Y, entonces, ¿a qué viene toda esta discusión? Una de las más interesantes referencias continuas de los batalladores contra el glifosato es la de la gran empresa multinacional que está detrás de este compuesto: el mismísimo diablo Monsanto. Pero, a pesar del mantra, Monsanto ya no es propietario de la patente y el compuesto es comercializado por múltiples marcas diferentes. Así que el argumento de la multinacional y su patente no se sostiene. Otra de las referencias es que los estudios sobre la toxicidad de los compuestos son pagados por las corporaciones que los venden y están sesgados. Pero debe ser larga la mano de las corporaciones y muy llena de dinero ya que múltiples científicos, de muchos lugares y en muchos estudios han publicado que no encuentran evidencias algunas de esta toxicidad. A lo que hay que sumar lo dicho anteriormente sobre la incidencia del cáncer en nuestros pueblos y campos de cultivo. Y lo más curioso es que todos los comentarios contra estos estudios siempre están basados en supuestos informes secretos que se esconden en oscuros cajones de lúgubres oficinas institucionales. No deben ser tan secretos si se hace referencia a ellos, o son muy secretos, tanto que, pese a saber que están ahí nadie hace referencia a lo que ahí se dice en concreto. Llegado a este punto, no voy a insistir en la imposibilidad de poder demostrar la inexistencia de algo. Créanme, no se puede.
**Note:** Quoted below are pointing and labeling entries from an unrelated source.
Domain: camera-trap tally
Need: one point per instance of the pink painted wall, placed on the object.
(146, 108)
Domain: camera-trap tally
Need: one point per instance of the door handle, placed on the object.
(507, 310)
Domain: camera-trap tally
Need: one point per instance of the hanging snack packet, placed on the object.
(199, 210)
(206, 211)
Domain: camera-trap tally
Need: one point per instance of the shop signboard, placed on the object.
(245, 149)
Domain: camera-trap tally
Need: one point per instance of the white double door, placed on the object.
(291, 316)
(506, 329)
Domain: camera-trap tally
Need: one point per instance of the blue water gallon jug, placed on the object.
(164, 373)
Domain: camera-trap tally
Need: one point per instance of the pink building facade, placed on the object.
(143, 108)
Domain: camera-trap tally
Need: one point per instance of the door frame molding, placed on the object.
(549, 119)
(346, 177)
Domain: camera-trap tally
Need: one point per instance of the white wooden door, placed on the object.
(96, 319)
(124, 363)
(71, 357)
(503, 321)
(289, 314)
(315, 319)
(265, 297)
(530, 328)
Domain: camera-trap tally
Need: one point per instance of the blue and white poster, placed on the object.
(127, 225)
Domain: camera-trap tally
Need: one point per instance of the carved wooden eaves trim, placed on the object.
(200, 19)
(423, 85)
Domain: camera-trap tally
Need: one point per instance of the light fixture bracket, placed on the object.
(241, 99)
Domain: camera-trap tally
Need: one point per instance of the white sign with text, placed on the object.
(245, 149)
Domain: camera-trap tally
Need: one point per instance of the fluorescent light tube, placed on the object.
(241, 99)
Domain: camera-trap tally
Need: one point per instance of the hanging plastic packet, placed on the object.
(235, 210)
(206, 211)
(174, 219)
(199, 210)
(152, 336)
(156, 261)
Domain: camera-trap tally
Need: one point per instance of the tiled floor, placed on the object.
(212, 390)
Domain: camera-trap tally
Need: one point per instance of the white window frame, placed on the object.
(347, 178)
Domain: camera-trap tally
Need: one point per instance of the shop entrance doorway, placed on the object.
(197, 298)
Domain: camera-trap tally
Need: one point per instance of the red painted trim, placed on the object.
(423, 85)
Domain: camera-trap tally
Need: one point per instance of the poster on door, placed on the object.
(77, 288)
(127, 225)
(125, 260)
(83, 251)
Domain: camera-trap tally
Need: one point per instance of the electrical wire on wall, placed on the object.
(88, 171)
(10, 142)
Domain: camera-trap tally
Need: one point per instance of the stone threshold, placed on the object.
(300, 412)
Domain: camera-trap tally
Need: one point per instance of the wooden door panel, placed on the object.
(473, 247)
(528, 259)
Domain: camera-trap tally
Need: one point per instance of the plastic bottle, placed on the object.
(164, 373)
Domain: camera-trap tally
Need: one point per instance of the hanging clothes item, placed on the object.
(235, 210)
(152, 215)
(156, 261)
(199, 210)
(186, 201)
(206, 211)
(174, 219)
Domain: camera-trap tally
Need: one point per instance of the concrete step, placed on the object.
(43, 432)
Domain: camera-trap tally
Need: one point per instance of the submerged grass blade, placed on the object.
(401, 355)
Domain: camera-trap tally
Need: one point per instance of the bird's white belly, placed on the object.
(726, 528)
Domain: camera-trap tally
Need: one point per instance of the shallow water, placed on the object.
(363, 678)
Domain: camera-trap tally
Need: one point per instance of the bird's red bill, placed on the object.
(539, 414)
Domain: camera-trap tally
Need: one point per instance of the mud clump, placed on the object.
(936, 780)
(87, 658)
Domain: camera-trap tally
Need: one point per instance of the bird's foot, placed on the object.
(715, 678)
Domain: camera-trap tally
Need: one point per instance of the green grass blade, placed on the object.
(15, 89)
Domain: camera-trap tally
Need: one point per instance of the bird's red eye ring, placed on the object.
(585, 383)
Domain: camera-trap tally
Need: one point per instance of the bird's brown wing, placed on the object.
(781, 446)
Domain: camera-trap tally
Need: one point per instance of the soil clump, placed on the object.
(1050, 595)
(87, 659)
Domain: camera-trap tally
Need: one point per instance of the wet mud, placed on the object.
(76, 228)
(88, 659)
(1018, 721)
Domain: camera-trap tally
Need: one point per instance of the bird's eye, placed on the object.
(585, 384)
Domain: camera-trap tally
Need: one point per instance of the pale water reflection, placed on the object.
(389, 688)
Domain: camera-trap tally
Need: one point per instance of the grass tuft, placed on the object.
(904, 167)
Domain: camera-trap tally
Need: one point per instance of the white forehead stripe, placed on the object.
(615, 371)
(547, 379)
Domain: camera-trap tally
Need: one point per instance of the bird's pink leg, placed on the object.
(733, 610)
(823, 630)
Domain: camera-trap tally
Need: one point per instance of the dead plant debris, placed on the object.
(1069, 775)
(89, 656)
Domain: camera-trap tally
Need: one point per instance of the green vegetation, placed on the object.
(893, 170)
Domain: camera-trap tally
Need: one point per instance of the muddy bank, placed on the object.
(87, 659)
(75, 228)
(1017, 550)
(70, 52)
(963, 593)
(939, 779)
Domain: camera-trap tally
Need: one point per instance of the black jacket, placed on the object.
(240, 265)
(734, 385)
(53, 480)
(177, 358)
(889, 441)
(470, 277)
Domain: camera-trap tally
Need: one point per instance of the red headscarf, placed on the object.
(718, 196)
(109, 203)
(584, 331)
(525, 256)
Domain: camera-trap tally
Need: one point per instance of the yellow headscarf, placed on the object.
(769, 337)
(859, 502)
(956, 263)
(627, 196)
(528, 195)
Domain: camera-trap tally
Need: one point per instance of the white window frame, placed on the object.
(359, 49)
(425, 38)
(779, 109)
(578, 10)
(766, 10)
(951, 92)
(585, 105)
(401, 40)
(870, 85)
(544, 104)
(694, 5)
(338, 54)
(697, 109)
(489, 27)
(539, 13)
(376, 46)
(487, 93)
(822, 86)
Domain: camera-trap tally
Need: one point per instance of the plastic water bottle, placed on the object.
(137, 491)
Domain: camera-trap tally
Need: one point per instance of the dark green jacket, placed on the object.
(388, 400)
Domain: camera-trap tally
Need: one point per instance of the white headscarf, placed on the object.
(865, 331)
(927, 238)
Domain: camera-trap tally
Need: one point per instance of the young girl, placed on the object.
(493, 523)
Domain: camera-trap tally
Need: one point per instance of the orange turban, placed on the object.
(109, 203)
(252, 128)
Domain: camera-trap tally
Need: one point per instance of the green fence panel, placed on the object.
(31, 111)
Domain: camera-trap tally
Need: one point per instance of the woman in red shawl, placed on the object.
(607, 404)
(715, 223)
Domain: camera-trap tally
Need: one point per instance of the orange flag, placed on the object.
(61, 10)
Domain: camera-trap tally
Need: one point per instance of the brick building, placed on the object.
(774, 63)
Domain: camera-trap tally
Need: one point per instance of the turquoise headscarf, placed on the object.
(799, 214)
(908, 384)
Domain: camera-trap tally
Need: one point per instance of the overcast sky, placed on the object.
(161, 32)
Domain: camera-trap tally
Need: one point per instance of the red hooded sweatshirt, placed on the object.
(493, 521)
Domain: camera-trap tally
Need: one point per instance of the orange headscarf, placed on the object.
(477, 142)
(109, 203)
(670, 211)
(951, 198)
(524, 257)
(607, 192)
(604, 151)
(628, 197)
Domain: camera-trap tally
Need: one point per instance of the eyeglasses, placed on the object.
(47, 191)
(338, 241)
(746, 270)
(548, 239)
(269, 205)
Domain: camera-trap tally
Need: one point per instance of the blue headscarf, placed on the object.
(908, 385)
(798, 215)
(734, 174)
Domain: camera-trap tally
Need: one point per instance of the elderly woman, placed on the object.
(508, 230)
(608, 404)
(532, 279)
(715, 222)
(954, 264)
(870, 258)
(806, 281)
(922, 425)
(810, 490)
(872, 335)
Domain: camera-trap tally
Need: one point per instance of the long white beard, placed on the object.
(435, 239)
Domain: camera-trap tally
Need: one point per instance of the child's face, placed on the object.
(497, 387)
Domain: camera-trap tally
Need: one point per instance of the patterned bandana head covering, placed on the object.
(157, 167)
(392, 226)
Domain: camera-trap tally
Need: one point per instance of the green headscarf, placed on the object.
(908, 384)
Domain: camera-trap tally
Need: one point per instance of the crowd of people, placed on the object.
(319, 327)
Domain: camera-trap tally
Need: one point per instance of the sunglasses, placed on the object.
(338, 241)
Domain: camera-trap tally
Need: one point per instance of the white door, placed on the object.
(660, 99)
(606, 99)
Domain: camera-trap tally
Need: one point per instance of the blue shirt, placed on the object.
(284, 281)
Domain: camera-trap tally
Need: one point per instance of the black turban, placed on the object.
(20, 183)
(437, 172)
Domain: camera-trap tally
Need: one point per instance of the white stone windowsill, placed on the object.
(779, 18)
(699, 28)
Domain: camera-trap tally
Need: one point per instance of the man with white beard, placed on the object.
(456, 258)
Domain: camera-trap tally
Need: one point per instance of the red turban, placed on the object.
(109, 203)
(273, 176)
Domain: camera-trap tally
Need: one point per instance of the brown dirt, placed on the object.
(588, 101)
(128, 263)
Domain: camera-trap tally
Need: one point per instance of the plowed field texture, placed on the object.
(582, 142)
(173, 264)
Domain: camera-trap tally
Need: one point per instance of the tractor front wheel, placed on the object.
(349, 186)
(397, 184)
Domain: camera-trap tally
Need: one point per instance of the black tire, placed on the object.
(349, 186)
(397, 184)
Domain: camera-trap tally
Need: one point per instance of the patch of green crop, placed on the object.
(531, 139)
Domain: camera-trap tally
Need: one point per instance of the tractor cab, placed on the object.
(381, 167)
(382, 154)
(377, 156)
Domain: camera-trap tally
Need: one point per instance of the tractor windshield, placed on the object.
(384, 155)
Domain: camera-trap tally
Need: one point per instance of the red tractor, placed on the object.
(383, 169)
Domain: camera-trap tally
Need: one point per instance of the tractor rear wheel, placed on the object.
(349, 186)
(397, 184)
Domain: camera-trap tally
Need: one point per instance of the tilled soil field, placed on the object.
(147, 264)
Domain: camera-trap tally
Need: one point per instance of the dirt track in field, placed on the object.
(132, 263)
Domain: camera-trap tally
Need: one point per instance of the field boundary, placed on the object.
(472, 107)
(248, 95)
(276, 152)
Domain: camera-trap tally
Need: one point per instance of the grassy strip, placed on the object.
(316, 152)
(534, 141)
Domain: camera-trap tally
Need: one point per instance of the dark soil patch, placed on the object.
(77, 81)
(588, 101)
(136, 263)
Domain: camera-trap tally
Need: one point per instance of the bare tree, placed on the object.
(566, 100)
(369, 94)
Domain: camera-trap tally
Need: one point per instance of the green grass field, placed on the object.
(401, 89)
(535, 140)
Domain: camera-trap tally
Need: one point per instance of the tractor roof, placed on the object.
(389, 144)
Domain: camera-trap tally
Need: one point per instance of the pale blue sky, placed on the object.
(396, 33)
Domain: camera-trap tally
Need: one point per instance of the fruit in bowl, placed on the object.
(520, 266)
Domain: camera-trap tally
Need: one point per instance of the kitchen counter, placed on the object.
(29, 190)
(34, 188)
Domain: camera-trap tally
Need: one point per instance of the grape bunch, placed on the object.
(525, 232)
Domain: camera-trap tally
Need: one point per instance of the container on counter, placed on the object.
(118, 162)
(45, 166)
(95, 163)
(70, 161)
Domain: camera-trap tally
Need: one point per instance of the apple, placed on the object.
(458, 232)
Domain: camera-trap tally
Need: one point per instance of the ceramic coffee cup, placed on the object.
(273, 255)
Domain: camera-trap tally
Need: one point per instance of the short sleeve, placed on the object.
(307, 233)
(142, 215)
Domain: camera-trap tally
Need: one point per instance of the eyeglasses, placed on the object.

Que necesitamos utilizar compuestos químicos para fortalecer, aumentar el rendimiento y proteger los cultivos está claro. Que el uso continuado del glifosato como pesticida durante varias décadas no parece haber supuesto una merma en la salud de la población a tenor del incremento en la longevidad que disfrutamos debería ser un elemento de peso. Pero que debemos mantener un sistema que permita comprobar la toxicidad de los compuestos que pueden llegar a nuestra alimentación también está muy claro. Y que ese sistema debe ser transparente y basado en evidencias científicas, más aún. Pero no nos dejemos llevar por el pánico o por presunciones sin base alguna porque, de esa manera, estaremos condenados a tomar decisiones que afectarán muy negativamente nuestro futuro y pueden afectar negativamente a nuestra salud simplemente por dejarnos llevar por el miedo a una posibilidad remota o sin fundamento alguno.